However, despite their many advantages, Artificial Neural Networks can also pose some challenges, which make it worth it to assess your company’s needs and resources before deciding to train ANN:

  • It takes copious amounts of data to train an ANN. The training consists of providing input to the network and telling it what the output should be.
  • Difficulty training the network. There is no specific rule for determining the structure of artificial neural networks — it often takes trial and error to get it right.
  • The architecture can be fuzzy. When ANN gives a problem solution, it does not explicitly outline why and how this result was achieved.

Convolution Neural Networks (CNN)

Convolution neural networks are mainly credited for their role in image and video recognition, recommendation systems, and image analysis and classification.

Prior to it, manual labor was involved in identifying objects in images. CNN, however, has helped scale the process by using linear algebra principles to identify patterns in images.

So how do CNNs work? CNNs are based on three main layers. These are:

  • Convolutional layer
  • Pooling layer
  • Fully-connected layer

With each layer, the CNN’s complexity in understanding the image increases. This means the first layers focus on interpreting simple features in an image such as its edges and colors. As the image processes through layers, the network is able to recognize complex features such as object shapes. Finally, the deepest layer is able to identify the target object.

What should you use CNNs for?

Broadly, this type of neural network is used for computer vision.

Essentially, computer vision is an AI field that’s responsible for identifying meaningful information from visual inputs, images, and videos. For example, identifying dogs from a pile of images.

Such CNN-powered computer vision has several applications including:

Advantages & challenges of using CNNs

CNNs show one main advantage:

  • It automatically detects features without human supervision. This gives it an edge over its predecessors.

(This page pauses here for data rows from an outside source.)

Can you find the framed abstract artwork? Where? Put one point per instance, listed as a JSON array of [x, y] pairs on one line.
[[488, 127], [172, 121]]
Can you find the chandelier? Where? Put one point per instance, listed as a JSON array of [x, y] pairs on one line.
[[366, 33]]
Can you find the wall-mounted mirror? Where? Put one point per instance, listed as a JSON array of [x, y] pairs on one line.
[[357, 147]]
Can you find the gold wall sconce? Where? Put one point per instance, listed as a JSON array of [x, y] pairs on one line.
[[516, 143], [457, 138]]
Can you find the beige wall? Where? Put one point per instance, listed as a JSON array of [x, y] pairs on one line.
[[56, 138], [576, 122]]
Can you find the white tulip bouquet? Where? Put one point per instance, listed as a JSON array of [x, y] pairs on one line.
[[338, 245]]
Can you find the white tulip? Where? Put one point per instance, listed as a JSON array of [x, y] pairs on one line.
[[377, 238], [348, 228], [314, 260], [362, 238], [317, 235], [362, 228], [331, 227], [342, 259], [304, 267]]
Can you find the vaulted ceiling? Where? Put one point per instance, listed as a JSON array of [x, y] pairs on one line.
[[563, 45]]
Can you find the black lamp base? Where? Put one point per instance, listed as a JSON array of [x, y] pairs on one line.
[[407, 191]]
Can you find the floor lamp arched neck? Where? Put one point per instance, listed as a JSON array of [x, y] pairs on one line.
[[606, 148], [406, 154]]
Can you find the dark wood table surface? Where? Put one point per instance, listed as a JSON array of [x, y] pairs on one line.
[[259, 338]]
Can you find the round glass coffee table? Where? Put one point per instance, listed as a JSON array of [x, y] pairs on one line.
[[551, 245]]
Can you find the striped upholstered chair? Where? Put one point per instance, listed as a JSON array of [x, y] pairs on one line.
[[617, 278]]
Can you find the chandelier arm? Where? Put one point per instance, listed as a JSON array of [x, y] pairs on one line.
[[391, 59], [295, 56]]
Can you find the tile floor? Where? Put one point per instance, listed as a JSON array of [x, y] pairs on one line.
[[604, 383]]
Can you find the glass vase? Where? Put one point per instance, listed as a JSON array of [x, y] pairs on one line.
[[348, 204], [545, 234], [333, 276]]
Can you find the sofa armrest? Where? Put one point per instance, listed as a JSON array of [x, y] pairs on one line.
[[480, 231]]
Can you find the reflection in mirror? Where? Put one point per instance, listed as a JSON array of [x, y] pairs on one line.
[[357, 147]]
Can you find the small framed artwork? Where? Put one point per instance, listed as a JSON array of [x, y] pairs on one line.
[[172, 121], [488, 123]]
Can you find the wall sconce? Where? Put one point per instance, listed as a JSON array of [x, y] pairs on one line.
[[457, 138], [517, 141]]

As for its drawbacks, there are two main ones:

  • Difficulty in dealing with variance in the data presented. CNN has a hard time processing objects in images that are hidden to an extent. With image classification too, the network has difficulty classifying titled or rotated images. Put simply, CNN can’t encode an object’s orientation and position and can’t process spatially invariant data.
  • Computationally demanding. Training CNN requires numerous graphical processing units (GPUs). To add to that, if you lack good GPUs, the training becomes slow.

Recurrent Neural Networks (RNN)

RNNs are unique on account of their ability to process both past data and input data — and memorize things — and were developed to overcome the weaknesses of the feed-forward network. Practical applications include Google’s voice search and Apple's Siri.

Like ANN and CNN, RNN also learns with training data. From there on, it doesn’t process data on inputted data alone. Instead, it uses data from past inputs to make decisions too. In a nutshell, this architecture is built for having a ‘memory’.

What should you use RNN for?

Because RNN has an internal memory, it can make relatively precise predictions. What’s more, it’s useful for solving sequential data-based problems.

Keeping this in mind, RNN applications include:

  • Prediction problems
  • Machine translation
  • Speech recognition
  • Sentiment analysis
  • Stock price forecasting
  • Generating text and language modeling

Advantages & challenges of RNNs

Recurrent Neural Networks have unique abilities as opposed to other kinds of Neural Networks, which open a wide range of possibilities for their users — however also bringing some challenges with them. Here’s a rundown of the main benefits:

  • It’s the only neural network with memory and double data processing.
  • It can map out several inputs and outputs. Unlike other algorithms that deliver one output for one input, the benefit of RNN is that it can map out many to many, one to many, and many to one input and outputs.

Above all, RNNs have an in-depth understanding of sequences and their context in contrast with other neural networks.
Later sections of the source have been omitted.